Приезд Манцуоли, который должен был петь в серенаде главную партию, еще больше вдохновил его. Они вместе с Манцуоли работали над его ариями, и эти часы переполняли радостью сердце Вольфганга. Манцуоли пел так чудесно, что Вольфганг был окончательно покорен. Он не находил слов, чтобы выразить свое восхищение, слушая, как Манцуоли исполняет финал серенады.
– Амадео, это прелестная ария, – сказал Манцуоли.
Вольфганг совсем расчувствовался. Он никогда не слыхал подобного исполнения своих арий.
– Петь ее – одно удовольствие.
– Я написал эту арию специально для вашего голоса.
– Надеюсь, ты всегда будешь писать для меня такую музыку.
– Буду стараться изо всех сил, синьор маэстро!

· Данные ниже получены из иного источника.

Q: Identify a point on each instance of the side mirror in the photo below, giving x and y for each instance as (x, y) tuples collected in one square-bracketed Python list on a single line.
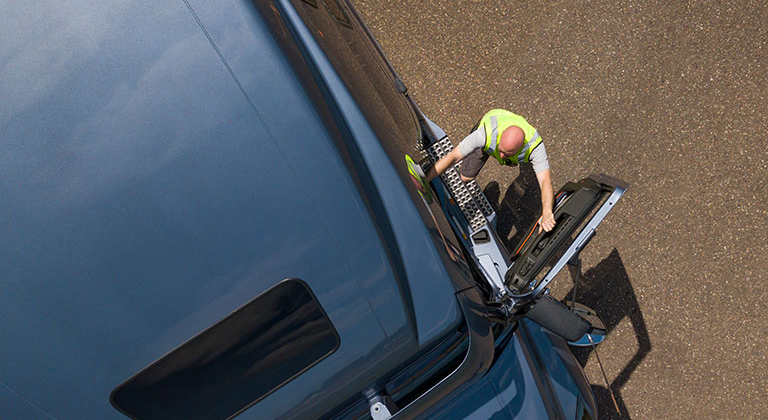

– Амадео, для меня будет честью петь в твоей новой опере в Миланском театре.
– Нет, это для меня будет честью! – с пылом сказал Вольфганг.
Словно скрепляя договор, Манцуоли горячо поцеловал мальчика в щеку.
Позднее в тот же день Вольфганг сел за стол – ему очень хотелось излить в письме к Наннерль чувства, переполнявшие его сердце, но они были слишком сокровенными и слишком глубокими. Поэтому ОН ограничился шутливой припиской в Папином письме к Маме: «Моя милая сестричка! Мы тут терпим страшную жару, а пыль забивает нам рты и носы, делая все, чтобы мы окончательно задохнулись, ну да мы тоже не дураки. Тут, в Милане, уже целый месяц не было дождя.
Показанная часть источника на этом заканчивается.